---
title: "Spot Instances and Preemptible Nodes: Running Kubernetes on Discounted Compute"
description: "How to run Kubernetes workloads on spot/preemptible instances for 60-90% cost savings while handling interruptions gracefully."
url: https://agent-zone.ai/knowledge/kubernetes/spot-and-preemptible-nodes/
section: knowledge
date: 2026-02-21
categories: ["kubernetes"]
tags: ["spot-instances","preemptible","cost-optimization","karpenter","node-termination-handler","eks","gke","aks"]
skills: ["cost-optimization","capacity-planning","node-management","fault-tolerance"]
tools: ["kubectl","karpenter","aws-node-termination-handler","helm"]
levels: ["intermediate"]
word_count: 1401
formats:
  json: https://agent-zone.ai/knowledge/kubernetes/spot-and-preemptible-nodes/index.json
  html: https://agent-zone.ai/knowledge/kubernetes/spot-and-preemptible-nodes/?format=html
  api: https://api.agent-zone.ai/api/v1/knowledge/search?q=Spot+Instances+and+Preemptible+Nodes%3A+Running+Kubernetes+on+Discounted+Compute
---


# Spot Instances and Preemptible Nodes

Spot instances are unused cloud capacity sold at a steep discount -- typically 60-90% off on-demand pricing. The trade-off: the cloud provider can reclaim them with minimal notice. AWS gives a 2-minute warning, GCP gives 30 seconds, and Azure varies. Running Kubernetes workloads on spot instances is one of the most effective cost reduction strategies available, but it requires architecture that tolerates sudden node loss.

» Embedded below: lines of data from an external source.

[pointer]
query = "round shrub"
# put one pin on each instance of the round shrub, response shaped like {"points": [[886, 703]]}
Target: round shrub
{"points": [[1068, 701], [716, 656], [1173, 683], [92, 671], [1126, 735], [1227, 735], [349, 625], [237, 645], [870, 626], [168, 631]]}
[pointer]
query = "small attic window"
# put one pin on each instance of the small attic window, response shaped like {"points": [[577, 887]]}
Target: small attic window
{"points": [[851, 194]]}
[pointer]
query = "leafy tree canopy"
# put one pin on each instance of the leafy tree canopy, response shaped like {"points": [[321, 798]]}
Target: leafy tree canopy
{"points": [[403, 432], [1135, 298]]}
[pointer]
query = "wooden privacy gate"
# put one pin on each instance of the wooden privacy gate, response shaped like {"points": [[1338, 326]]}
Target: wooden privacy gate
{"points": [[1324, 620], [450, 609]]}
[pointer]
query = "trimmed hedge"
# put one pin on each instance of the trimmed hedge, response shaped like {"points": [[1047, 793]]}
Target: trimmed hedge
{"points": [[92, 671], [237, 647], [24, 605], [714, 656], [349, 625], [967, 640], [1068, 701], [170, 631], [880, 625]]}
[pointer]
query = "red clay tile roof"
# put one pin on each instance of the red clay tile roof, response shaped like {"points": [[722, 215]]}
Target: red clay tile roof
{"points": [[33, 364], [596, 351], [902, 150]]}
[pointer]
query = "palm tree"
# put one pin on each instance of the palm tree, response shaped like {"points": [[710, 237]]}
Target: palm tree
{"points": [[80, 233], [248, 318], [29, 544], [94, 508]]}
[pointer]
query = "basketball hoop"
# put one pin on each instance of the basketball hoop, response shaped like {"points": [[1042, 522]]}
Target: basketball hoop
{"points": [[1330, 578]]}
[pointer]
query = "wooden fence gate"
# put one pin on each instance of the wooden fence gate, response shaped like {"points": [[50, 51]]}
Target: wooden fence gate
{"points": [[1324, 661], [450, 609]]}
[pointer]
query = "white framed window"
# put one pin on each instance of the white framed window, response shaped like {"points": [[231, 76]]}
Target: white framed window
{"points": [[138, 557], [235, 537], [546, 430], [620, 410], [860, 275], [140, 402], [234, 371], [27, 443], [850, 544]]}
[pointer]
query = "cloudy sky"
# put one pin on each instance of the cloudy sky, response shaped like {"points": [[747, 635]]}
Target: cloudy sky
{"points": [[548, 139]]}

## Terminology Across Providers

| Provider | Product | Warning Time | Max Lifetime |
|----------|---------|-------------|--------------|
| AWS | Spot Instances | 2 minutes | No limit |
| GCP | Spot VMs | 30 seconds | No limit |
| GCP | Preemptible VMs (legacy) | 30 seconds | 24 hours |
| Azure | Spot VMs | 30 seconds (configurable) | No limit |

GCP Preemptible VMs are the older product with a mandatory 24-hour lifetime. GCP Spot VMs replaced them and have no maximum lifetime. Use Spot VMs for new deployments.

## When to Use Spot

Good candidates for spot:
- **Stateless web services** with multiple replicas behind a load balancer
- **Batch processing** and data pipeline jobs
- **CI/CD runners** and build agents
- **Dev/staging environments** (entire environments can run on spot)
- **Scale-out workers** (queue consumers, stream processors)
- **Machine learning training** with checkpointing

Workloads to keep on on-demand:
- **Databases and stateful singletons** -- data loss risk on sudden termination
- **Control plane components** -- etcd, API server, critical operators
- **Anything that cannot tolerate a 2-minute shutdown window**
- **Pods with PVCs in a single AZ** -- reclamation can strand volumes (discussed in gotchas)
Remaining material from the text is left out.